La festa, iniziata timidamente negli spogliatoi del centro d'allenamento, si è rapidamente spostata verso l'Emirates Stadium, diventato il cuore pulsante delle celebrazioni notturne. Nonostante l'ora tarda, migliaia di tifosi si sono riversati nelle strade circostanti lo stadio per accogliere i propri beniamini, accompagnati da leggende del club come Ian Wright, visibilmente commosso per il traguardo raggiunto. Verso le cinque del mattino, le telecamere dei presenti hanno immortalato l'arrivo di colonne portanti della squadra come Declan Rice e Bukayo Saka, ancora visibilmente su di giri per l'impresa compiuta. I calciatori hanno voluto condividere questo momento storico con la propria gente, trasformando l'alba londinese in un carnevale biancorosso che ha segnato l'inizio di una nuova era per i Gunners.

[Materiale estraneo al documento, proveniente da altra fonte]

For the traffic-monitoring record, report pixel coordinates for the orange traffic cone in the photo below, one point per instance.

Sui social media, i protagonisti del trionfo non hanno perso l'occasione per rispondere a chi, durante la stagione, aveva dubitato della loro tenuta mentale. Declan Rice ha pubblicato una foto emblematica con i compagni, accompagnata dalla didascalia: "Ve l'avevo detto a tutti... è fatta", seguita dalle emoji del trofeo e di un cuore. Ancora più espliciti sono stati Bukayo Saka e il giovane Myles Lewis-Skelly, che hanno ironizzato sull'etichetta di perdenti che spesso veniva affibbiata alla squadra nei momenti di difficoltà. Tenendo in mano una bottiglia di champagne, Lewis-Skelly ha dichiarato scherzosamente che, mentre molti li accusavano di crollare sul più bello, ora erano loro a tenere in mano la bottiglia della vittoria. Questo siparietto fa riferimento a un video virale di un tifoso del City che, mesi fa, derideva l'Arsenal suggerendo che avrebbero sprecato il vantaggio in classifica.

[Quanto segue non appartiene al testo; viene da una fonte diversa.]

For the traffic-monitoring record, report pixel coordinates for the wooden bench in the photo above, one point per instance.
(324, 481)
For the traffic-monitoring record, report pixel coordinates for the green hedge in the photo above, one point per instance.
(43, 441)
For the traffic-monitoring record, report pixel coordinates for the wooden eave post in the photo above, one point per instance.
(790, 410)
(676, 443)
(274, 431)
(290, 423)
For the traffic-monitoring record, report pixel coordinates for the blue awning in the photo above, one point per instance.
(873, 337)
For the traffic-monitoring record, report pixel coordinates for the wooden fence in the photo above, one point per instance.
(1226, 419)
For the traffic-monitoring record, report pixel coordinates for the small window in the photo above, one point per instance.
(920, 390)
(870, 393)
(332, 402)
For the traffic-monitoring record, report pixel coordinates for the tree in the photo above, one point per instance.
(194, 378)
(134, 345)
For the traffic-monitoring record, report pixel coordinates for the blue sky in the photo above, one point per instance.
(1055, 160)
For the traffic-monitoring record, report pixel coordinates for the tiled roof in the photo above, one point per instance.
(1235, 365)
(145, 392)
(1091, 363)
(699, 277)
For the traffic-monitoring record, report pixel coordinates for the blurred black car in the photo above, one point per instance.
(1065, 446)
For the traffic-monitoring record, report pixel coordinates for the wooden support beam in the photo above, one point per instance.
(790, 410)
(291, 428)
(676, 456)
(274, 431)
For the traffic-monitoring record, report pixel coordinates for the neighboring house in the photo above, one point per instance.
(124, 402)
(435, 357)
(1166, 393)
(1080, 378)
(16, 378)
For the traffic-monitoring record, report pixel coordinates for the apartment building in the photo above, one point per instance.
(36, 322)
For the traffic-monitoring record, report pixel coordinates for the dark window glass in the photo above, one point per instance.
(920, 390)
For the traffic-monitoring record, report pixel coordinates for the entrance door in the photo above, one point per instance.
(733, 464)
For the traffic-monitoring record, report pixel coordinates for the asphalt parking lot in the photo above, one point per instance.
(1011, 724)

Tra i presenti ai festeggiamenti sono stati avvistati anche Jurrien Timber ed Eberechi Eze, con quest'ultimo che ha postato un'immagine significativa portando il dito alle labbra davanti all'Emirates, un chiaro invito al silenzio rivolto ai detrattori. La vittoria del titolo non rappresenta solo un traguardo sportivo, ma la chiusura di un cerchio aperto dai tempi degli Invincibili di Arsène Wenger nella stagione 2003/2004. Ora la squadra di Arteta non ha intenzione di fermarsi, puntando con decisione a uno storico accoppiamento di titoli che includerebbe anche la Champions League. La mentalità vincente portata dal tecnico spagnolo ha trasformato un gruppo giovane in una macchina da guerra capace di resistere alla pressione e di riportare l'Arsenal nell'élite assoluta del calcio mondiale, riscrivendo la gerarchia della Premier League.